Let $p$ be a prime and let $A$ be an abelian normal $p$-subgroup of a finite group $G$. Hence, for any Sylow $p$-subgroup $H$ of $G$, it holds that $A$ is contained in $H$ and so $A$ is a normal subgroup of any Sylow $p$-subgroup of $G$. So now fix a Sylow $p$-subgroup $P$ of $G$.
How to show that the following two conditions are equivalent?
$1$. There is a split exact sequence $1\to A \to G \to G/A \to 1$.
$2$. There is a split exact sequence $1\to A \to P \to P/A \to 1$.

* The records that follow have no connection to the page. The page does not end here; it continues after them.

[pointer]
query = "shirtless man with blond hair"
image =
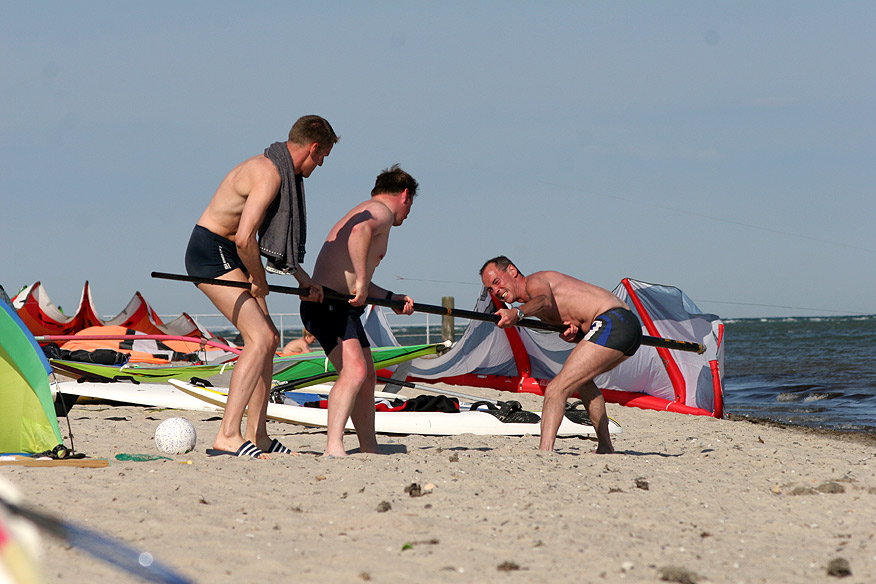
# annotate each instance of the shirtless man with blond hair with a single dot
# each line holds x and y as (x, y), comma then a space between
(613, 333)
(225, 245)
(353, 249)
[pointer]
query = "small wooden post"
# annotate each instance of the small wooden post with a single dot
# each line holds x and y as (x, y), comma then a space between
(447, 320)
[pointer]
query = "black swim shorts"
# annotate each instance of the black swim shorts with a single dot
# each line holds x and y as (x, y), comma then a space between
(332, 321)
(617, 329)
(210, 256)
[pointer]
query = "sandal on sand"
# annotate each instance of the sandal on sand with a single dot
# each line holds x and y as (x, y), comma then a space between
(510, 412)
(277, 446)
(246, 449)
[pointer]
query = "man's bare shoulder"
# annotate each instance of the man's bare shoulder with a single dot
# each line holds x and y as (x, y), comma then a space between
(257, 169)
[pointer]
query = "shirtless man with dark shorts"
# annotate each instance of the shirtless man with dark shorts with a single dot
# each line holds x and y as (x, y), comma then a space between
(224, 245)
(353, 249)
(613, 334)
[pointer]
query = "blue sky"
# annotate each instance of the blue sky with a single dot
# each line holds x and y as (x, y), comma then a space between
(722, 147)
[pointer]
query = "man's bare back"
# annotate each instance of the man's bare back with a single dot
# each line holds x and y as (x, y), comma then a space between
(575, 301)
(358, 240)
(223, 214)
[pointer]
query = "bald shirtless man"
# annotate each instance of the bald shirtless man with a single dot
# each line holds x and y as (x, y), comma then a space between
(353, 249)
(226, 244)
(614, 333)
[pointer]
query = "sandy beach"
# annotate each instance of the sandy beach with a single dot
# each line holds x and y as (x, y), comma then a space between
(687, 499)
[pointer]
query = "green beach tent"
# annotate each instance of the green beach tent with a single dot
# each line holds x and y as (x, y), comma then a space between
(28, 423)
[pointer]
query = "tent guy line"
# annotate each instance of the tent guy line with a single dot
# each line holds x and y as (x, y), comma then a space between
(428, 308)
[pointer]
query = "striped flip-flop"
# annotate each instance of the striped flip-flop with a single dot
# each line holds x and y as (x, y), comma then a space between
(246, 449)
(277, 446)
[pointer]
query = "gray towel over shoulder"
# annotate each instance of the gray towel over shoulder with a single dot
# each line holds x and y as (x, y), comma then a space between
(284, 231)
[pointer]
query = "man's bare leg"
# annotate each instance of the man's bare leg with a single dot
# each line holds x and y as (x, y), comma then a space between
(260, 339)
(349, 359)
(586, 361)
(363, 409)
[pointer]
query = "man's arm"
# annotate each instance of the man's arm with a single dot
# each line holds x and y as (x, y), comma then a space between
(264, 184)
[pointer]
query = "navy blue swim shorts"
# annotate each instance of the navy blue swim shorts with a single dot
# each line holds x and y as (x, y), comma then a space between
(209, 255)
(332, 321)
(617, 329)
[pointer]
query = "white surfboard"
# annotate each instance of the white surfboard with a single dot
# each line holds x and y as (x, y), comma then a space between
(422, 423)
(159, 395)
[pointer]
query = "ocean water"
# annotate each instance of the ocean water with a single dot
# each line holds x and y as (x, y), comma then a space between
(814, 372)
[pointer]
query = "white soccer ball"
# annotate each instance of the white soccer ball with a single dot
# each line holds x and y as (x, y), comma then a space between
(175, 436)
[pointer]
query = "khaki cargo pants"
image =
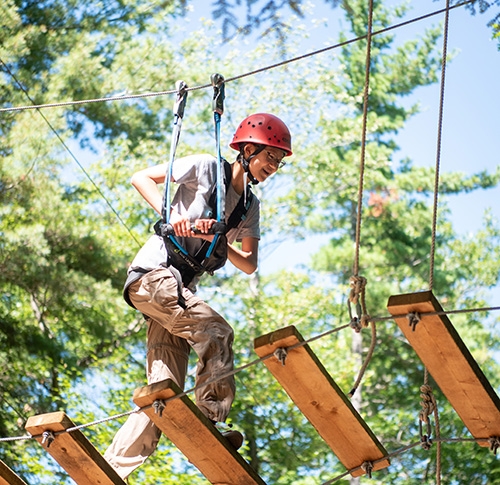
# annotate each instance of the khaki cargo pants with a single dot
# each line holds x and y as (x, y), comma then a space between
(172, 332)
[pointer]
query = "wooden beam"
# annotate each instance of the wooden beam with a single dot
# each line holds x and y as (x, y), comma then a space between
(450, 363)
(195, 436)
(83, 463)
(8, 477)
(319, 398)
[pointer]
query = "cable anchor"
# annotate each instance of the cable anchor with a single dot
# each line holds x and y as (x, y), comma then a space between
(180, 100)
(219, 93)
(48, 437)
(159, 406)
(413, 319)
(281, 354)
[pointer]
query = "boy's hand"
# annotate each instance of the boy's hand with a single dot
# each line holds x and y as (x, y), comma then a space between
(202, 227)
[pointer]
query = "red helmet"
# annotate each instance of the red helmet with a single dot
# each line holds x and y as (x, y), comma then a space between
(263, 129)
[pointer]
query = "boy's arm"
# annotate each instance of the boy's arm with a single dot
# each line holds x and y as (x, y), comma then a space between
(146, 182)
(246, 258)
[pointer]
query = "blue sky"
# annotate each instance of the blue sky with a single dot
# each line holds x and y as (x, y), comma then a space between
(470, 122)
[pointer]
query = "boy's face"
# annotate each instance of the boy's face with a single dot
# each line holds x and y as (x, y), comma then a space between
(265, 163)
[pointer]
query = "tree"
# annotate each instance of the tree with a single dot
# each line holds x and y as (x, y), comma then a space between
(71, 341)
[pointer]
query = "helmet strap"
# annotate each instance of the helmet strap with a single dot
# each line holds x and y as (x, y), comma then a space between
(245, 162)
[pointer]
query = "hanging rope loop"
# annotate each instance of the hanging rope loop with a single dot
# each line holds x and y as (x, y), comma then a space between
(357, 298)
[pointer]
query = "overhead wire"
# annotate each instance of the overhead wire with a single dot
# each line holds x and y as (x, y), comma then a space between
(72, 155)
(356, 265)
(234, 78)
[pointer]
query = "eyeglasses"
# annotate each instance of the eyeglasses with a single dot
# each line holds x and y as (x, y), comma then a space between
(272, 159)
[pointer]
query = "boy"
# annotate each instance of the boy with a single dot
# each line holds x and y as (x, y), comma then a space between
(178, 320)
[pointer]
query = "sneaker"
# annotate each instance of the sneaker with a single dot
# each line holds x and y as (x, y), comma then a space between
(235, 438)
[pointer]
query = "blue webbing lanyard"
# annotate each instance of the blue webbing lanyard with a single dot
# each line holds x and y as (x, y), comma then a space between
(178, 111)
(218, 107)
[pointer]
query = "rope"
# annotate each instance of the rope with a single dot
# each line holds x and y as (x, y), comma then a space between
(429, 407)
(185, 393)
(403, 450)
(447, 312)
(367, 360)
(250, 73)
(363, 136)
(438, 148)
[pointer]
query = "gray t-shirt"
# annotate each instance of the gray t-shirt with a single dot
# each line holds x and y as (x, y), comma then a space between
(196, 176)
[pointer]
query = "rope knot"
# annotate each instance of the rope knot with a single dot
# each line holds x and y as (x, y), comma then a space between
(355, 324)
(494, 443)
(358, 285)
(365, 320)
(428, 403)
(426, 442)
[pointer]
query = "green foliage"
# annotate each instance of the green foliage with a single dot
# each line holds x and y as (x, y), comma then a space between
(67, 339)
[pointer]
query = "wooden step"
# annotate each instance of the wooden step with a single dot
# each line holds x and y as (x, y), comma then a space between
(195, 436)
(322, 402)
(450, 363)
(9, 477)
(83, 463)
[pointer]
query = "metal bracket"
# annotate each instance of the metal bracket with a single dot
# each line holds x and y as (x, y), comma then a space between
(219, 93)
(48, 437)
(367, 467)
(281, 354)
(159, 406)
(413, 319)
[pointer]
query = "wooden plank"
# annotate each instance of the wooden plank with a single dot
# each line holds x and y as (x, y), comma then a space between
(195, 436)
(83, 463)
(450, 363)
(9, 477)
(322, 402)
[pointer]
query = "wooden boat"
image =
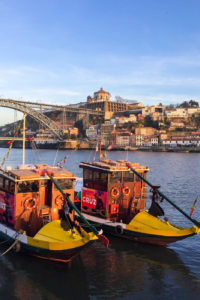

My try: I think I can prove that $1.$ implies $2.$ Indeed, if $1.$ holds then there is a subgroup $B$ of $G$ such that $B\cong G/A$ and $G=BA$ and $B\cap A=1$. So then $P=P\cap (BA)=(P \cap B)A$, and we moreover have $(P\cap B)\cap A \subseteq B \cap A=1$. Thus $P$ is a semidirect product of $A$ and $P\cap B\cong P/A$. Thus the extension $1\to A \to P \to P/A \to 1$ splits. Is this correct? And I have no idea how to prove that $2.$ implies $1.$
Please help.
What you are asking about is a standard theorem of Gaschütz. You may want to consult the book by Kurzweil and Stellmacher "The Theory of Finite Groups: An Introduction". It is Theorem $3.3.2$ there, pp. $73-76$. Alternatively, you can find it in the original publication
Gaschütz, W.: Zur Erweiterungstheorie der endlichen Gruppen, J. reine angew. Math. 190 (1952), 93–107.